When it was suggested that I may have Borderline Personality Disorder I started doing research. Obviously “doing your own research” isn’t always encouraged when it comes to medicine but I’ve always subscribed to the idea that knowledge is power. So I visited the websites of mental health charities and reputable medical websites. One of the symptoms that stood out to me was Identity Disturbance or the lack of a sense of identity. 

I had thought I was confident in knowing who I was as I’d long accepted that I was a homebody, a non-drinker and creative no matter the social pressures to be otherwise but the more I thought about it the more I saw how lost I’d always felt. It was as if I was always looking for the “real” Nancy behind this character that I created. 

I never stood in my being in the present time and accepted what I was. I am always thinking of this other person I want to be and making choices based on this ideal. This ideal can change which I suppose is normal, especially in our teens and twenties but I have often found myself trying to squeeze into the shapes of other people I feel are better than me. Happier than me. 

I’ve also clung to labels throughout my life, perhaps as an attempt to fit in with people. Although it mostly felt like I was desperate to stand out. So I couldn’t be forgotten or lost in the crowd. I toed the line between different in an interesting way rather than a dangerous way that could lead to my expulsion from groups. 

As a child, I lied to seem impressive, sometimes without thinking the elaborate falsehoods would spill from my lips. I’d try at times to quit lying but in my fear of being left out, I’d go straight back to making up stories. In the end, it was always done as a way to connect with someone. To be a person that I thought others would like and want to be around. 

In primary school, I rarely felt like I fit in so I would mould myself into different versions of who I really was in hopes that my peers would want to be my friends. I joined clubs that I had no interest in because another girl did. I copied the way people spoke so I’d fit in. I played whatever role was necessary to keep my position within a friend group but I never felt particularly wanted. 
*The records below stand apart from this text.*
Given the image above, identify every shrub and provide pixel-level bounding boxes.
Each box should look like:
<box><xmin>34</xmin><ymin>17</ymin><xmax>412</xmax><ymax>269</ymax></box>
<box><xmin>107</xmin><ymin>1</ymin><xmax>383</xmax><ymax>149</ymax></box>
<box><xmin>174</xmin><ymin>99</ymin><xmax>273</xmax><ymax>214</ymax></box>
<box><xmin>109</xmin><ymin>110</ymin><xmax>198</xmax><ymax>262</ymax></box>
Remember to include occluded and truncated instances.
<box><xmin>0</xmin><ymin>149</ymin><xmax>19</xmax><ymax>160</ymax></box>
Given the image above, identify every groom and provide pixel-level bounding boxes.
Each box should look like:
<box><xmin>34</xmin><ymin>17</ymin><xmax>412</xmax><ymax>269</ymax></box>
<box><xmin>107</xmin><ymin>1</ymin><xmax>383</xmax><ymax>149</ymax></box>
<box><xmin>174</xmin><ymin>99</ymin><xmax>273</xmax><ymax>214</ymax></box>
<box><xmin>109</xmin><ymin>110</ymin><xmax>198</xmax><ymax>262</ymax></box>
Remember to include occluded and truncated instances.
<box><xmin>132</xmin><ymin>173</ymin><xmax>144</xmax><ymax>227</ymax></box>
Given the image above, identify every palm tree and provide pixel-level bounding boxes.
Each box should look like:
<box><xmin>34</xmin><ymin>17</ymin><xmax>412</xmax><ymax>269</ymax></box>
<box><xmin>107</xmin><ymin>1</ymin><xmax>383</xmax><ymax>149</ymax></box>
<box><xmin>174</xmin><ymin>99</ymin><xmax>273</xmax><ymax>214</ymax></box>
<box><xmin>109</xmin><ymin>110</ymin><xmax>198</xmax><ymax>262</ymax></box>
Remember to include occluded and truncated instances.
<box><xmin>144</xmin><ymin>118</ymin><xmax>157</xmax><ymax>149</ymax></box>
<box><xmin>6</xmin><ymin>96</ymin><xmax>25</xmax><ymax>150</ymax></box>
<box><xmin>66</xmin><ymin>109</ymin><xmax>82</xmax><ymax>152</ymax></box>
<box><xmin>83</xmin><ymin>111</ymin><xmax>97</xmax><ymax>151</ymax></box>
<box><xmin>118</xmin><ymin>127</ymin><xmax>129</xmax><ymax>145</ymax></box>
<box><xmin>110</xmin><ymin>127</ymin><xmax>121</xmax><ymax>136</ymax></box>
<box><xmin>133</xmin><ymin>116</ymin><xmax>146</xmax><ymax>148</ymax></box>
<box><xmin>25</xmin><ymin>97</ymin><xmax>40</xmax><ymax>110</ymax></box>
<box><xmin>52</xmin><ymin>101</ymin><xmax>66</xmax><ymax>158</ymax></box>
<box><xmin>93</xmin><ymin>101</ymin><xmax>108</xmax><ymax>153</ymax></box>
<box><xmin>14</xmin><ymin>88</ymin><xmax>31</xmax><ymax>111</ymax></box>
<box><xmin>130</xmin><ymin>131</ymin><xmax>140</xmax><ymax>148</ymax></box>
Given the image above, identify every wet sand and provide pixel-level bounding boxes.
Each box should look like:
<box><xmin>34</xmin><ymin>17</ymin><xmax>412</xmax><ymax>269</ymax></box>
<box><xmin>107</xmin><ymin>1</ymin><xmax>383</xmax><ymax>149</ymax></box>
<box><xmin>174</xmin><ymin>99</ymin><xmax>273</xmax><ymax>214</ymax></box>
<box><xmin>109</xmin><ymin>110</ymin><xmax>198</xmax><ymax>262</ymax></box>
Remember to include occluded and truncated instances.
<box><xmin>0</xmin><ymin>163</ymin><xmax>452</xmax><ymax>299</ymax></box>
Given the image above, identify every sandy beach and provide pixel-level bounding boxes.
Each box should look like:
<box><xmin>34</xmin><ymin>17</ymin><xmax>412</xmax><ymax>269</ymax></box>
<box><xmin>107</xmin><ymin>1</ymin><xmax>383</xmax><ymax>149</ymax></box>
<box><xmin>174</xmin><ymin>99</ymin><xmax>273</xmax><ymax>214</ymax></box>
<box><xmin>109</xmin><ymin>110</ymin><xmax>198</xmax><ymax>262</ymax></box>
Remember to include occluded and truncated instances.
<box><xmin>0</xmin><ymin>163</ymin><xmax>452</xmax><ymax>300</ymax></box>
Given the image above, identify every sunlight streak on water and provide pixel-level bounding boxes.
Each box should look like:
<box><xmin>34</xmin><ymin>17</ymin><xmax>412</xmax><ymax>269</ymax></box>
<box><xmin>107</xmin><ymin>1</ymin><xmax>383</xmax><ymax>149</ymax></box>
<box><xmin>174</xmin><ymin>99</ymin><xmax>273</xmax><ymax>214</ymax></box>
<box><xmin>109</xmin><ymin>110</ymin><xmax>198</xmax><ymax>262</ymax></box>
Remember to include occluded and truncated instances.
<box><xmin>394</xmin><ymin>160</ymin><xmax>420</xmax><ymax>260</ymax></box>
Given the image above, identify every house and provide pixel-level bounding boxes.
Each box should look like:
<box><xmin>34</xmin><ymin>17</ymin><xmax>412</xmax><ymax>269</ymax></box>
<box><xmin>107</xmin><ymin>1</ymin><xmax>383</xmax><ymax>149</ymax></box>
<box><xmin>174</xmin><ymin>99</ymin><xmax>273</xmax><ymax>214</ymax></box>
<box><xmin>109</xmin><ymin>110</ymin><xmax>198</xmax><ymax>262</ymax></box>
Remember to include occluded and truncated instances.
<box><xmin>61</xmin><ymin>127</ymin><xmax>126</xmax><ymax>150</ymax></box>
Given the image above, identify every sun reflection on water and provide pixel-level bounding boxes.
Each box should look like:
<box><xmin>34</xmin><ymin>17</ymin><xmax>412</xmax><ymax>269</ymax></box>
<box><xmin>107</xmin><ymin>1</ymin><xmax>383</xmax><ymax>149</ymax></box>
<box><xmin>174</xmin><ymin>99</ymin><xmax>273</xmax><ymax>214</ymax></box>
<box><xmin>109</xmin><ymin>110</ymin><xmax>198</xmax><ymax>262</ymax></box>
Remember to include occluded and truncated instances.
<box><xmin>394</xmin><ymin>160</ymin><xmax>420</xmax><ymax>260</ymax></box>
When I went to secondary school I vowed to be alone for many reasons but mostly because it felt like friendship was exhausting. However, I quickly slipped into desperately wanting approval. Once again I found myself trying to impress people and searching for the version of myself that would garner me the most attention and connection. As in primary school, I moved from friend group to friend group changing parts of myself but as the internet entered my life I had a wider sense of the world. 

At some point, I realised that maybe I didn’t fit in so perhaps standing out in person would be better. Like millions of teenagers, I wrapped myself in a goth persona. Black walls were built up around me in hopes it would protect me from rejection but friendship can be painful and often is when you’re a hormonal teenager. 
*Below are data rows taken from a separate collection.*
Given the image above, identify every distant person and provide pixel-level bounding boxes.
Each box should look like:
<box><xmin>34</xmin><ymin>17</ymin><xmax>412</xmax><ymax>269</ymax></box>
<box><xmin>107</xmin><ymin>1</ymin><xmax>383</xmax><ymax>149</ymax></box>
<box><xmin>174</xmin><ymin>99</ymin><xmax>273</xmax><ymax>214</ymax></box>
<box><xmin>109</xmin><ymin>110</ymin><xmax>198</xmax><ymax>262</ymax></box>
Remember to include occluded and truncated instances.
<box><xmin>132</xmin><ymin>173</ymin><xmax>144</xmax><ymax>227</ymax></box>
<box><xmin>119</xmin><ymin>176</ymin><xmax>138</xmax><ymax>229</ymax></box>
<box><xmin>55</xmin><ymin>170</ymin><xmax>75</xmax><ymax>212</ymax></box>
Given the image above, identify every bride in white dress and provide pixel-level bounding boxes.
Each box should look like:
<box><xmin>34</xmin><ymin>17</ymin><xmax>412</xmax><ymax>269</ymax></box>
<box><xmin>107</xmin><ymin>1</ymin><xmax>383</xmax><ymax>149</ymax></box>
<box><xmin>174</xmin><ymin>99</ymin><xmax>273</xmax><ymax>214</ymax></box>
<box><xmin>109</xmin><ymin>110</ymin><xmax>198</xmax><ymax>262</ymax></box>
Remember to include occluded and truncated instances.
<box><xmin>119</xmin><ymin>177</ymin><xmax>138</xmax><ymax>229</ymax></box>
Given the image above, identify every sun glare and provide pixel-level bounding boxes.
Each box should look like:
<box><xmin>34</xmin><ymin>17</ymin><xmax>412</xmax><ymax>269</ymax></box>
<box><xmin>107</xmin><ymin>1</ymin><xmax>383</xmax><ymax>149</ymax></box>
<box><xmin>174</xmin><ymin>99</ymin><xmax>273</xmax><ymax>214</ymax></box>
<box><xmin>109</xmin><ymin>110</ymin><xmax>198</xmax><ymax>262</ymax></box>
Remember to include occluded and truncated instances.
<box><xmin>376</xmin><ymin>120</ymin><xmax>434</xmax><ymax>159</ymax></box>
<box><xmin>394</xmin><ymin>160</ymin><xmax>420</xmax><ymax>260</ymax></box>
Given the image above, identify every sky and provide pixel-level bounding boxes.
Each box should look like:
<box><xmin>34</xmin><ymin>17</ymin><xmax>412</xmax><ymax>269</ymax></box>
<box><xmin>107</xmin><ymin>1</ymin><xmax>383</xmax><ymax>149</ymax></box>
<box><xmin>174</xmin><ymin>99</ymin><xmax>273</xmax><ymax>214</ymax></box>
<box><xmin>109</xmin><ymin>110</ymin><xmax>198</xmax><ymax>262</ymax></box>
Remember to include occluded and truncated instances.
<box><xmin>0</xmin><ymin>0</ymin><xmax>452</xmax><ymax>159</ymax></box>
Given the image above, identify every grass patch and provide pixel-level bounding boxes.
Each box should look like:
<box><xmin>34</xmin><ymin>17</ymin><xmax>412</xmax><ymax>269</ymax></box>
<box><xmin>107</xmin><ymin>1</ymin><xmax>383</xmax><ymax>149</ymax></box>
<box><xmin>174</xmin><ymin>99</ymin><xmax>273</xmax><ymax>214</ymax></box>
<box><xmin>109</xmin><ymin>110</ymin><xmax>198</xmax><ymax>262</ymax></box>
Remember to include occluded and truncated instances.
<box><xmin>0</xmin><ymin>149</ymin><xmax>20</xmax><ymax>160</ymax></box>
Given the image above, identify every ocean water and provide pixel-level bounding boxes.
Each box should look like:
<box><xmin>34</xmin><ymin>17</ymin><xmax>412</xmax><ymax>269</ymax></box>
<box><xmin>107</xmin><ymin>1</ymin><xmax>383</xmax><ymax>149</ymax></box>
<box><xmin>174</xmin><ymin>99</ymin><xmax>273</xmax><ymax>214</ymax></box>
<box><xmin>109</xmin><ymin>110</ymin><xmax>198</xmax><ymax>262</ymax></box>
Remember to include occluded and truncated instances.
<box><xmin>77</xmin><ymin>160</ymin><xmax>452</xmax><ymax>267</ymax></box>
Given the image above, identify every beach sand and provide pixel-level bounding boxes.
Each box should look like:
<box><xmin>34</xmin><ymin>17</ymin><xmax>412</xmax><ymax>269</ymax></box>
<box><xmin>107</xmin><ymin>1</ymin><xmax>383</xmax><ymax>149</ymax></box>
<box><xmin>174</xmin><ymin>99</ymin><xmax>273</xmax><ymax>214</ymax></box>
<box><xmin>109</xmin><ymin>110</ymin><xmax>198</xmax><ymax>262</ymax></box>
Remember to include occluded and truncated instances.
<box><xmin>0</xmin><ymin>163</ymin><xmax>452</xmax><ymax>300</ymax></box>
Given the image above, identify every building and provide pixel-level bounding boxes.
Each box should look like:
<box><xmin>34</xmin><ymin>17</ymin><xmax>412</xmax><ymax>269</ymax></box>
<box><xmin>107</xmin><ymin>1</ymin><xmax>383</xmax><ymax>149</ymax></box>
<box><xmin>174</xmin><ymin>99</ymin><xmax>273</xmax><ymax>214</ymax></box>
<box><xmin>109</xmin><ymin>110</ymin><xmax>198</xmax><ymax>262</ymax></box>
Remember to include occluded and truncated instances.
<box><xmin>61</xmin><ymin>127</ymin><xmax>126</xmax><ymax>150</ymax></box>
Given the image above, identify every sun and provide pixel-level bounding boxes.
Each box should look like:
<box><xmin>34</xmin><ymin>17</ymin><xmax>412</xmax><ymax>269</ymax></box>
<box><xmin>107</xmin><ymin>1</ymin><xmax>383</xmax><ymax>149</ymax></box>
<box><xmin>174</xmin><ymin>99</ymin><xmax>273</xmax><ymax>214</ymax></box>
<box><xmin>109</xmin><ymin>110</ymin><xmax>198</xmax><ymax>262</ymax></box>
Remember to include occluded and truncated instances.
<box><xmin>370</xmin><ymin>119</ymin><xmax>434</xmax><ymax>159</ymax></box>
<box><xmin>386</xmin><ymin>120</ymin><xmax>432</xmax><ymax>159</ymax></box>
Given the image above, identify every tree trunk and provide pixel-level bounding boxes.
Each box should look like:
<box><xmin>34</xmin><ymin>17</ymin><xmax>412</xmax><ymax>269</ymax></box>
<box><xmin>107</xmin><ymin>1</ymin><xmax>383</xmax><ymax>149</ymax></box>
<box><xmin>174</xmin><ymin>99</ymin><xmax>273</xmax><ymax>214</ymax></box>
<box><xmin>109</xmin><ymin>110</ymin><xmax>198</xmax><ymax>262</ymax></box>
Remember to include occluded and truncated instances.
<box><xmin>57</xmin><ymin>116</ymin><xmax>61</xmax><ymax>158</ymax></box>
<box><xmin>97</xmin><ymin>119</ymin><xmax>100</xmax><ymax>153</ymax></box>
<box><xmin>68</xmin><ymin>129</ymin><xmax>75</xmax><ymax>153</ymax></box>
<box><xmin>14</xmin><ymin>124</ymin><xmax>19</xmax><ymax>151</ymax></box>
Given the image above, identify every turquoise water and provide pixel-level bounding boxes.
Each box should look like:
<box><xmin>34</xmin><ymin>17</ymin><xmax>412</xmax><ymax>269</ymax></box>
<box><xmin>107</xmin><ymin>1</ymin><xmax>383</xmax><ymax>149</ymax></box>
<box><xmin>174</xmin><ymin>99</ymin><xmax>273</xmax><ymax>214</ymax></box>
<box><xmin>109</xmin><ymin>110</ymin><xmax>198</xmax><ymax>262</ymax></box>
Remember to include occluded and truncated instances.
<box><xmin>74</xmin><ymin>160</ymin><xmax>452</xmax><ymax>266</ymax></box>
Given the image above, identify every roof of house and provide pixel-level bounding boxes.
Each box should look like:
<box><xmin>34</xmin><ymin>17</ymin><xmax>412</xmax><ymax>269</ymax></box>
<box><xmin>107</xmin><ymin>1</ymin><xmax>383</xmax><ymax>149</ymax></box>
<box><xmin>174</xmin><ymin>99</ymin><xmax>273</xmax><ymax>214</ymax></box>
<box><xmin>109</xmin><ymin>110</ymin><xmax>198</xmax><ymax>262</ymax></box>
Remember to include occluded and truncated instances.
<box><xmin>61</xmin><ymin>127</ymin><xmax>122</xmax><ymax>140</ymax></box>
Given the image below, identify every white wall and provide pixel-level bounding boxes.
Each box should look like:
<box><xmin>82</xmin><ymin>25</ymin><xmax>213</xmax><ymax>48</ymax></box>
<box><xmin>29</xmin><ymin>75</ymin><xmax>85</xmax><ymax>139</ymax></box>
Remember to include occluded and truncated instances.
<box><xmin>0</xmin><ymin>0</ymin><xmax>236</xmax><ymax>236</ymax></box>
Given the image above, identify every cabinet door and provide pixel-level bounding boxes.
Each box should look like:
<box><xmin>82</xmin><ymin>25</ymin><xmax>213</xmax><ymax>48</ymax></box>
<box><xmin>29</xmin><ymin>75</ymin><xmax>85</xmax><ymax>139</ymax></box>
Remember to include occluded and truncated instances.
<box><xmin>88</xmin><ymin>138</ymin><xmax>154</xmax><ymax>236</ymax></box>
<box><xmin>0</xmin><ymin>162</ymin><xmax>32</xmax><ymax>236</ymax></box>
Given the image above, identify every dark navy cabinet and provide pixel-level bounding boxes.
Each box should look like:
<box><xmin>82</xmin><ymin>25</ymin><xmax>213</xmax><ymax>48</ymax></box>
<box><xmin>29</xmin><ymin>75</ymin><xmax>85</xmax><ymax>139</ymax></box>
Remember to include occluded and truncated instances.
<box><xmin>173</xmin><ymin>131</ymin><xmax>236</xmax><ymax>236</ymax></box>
As I’ve got older I’ve prescribed identities to myself. Identities I thought were just foundational parts of my being but looking at them I can’t help but see them as pieces of armour. I labelled myself; an introvert, homebody, unsocial, pessimistic, socially anxious and happy in my own company because they felt safe. If I was alone by nature then it couldn’t be my fault I was alone. It’s just how I preferred it.
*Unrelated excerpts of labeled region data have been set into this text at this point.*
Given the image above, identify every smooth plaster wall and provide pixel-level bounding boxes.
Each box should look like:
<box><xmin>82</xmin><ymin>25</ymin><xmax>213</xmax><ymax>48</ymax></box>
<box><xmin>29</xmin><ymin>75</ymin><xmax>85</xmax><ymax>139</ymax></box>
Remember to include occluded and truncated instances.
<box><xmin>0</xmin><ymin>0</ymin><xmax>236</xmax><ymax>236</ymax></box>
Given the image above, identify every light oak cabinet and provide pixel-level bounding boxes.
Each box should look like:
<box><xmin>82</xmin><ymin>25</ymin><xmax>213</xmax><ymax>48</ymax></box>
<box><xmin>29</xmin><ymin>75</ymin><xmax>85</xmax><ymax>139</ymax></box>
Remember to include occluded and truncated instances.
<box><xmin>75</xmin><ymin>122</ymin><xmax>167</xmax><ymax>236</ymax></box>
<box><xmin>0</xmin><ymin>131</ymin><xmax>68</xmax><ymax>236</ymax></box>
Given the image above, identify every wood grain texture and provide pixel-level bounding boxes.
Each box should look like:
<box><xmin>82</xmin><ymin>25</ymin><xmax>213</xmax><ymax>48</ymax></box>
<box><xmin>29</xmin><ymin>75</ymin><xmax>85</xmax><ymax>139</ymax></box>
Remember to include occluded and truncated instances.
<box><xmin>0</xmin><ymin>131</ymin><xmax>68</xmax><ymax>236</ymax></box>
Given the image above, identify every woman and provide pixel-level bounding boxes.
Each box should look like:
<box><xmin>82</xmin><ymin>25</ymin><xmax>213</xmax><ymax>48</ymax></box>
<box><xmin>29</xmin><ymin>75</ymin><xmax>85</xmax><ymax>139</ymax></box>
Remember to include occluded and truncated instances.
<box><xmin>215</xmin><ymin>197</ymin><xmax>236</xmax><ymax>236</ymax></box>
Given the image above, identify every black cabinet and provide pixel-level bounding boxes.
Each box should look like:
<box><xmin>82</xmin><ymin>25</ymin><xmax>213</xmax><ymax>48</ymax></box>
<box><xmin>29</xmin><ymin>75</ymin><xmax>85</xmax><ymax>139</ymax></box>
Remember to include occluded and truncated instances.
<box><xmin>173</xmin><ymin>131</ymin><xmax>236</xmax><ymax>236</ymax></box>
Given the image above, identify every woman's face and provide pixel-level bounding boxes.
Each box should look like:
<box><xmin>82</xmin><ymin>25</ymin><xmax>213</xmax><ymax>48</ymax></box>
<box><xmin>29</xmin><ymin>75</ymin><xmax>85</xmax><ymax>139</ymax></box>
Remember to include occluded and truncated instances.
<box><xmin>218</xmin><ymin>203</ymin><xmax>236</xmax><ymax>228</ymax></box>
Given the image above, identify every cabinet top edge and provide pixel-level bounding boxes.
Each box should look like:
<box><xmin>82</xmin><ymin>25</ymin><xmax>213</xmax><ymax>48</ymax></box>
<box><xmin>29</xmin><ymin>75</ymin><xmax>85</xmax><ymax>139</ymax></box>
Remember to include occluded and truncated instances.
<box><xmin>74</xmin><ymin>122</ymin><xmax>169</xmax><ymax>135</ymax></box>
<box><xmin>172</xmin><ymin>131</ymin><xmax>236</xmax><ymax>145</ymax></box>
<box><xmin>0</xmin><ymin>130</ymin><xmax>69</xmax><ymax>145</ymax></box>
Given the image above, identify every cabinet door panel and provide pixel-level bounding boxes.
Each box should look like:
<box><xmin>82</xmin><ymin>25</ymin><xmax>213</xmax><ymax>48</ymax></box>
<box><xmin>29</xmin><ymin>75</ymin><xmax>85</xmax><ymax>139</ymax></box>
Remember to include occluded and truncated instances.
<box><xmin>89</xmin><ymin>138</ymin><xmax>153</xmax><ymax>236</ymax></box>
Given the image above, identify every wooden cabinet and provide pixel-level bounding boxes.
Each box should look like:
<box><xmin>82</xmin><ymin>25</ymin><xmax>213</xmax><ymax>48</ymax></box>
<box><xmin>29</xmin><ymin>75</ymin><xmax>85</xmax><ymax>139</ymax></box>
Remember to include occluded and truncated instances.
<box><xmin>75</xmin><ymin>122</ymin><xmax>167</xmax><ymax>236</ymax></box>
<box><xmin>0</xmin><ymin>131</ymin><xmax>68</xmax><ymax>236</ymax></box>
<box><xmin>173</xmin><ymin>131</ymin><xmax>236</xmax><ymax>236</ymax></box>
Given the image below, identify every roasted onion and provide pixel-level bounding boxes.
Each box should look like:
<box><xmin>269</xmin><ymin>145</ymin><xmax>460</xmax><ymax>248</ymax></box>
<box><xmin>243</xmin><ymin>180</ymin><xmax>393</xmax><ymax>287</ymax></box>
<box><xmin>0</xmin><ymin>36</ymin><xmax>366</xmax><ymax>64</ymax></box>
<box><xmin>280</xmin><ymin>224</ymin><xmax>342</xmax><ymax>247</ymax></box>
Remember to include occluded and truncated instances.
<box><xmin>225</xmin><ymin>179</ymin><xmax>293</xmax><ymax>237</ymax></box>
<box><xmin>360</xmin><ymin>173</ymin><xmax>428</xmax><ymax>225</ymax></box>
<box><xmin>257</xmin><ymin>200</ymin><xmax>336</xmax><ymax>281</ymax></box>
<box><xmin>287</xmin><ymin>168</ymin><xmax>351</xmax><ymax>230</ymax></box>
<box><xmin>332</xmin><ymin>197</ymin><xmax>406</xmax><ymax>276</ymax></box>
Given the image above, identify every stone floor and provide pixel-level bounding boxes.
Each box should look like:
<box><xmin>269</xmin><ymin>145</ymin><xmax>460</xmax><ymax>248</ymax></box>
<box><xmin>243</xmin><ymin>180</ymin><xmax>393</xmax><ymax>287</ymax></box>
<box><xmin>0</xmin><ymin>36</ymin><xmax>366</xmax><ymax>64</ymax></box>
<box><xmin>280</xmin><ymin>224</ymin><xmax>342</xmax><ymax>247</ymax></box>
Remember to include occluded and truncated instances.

I don’t know what parts of my identity are real or what I’ve created in hopes of avoiding the pain of living. What is me and what is what I think everyone else wants? Am I truly happy with who I am or am I just settling for who I feel it is safe to be? 

I still find myself mirroring others I want to like me and doing things for the sake of others. All for the desperate need to be wanted. Which perhaps is why I feel lost all the time. How do you find yourself when you’re looking at someone else’s map?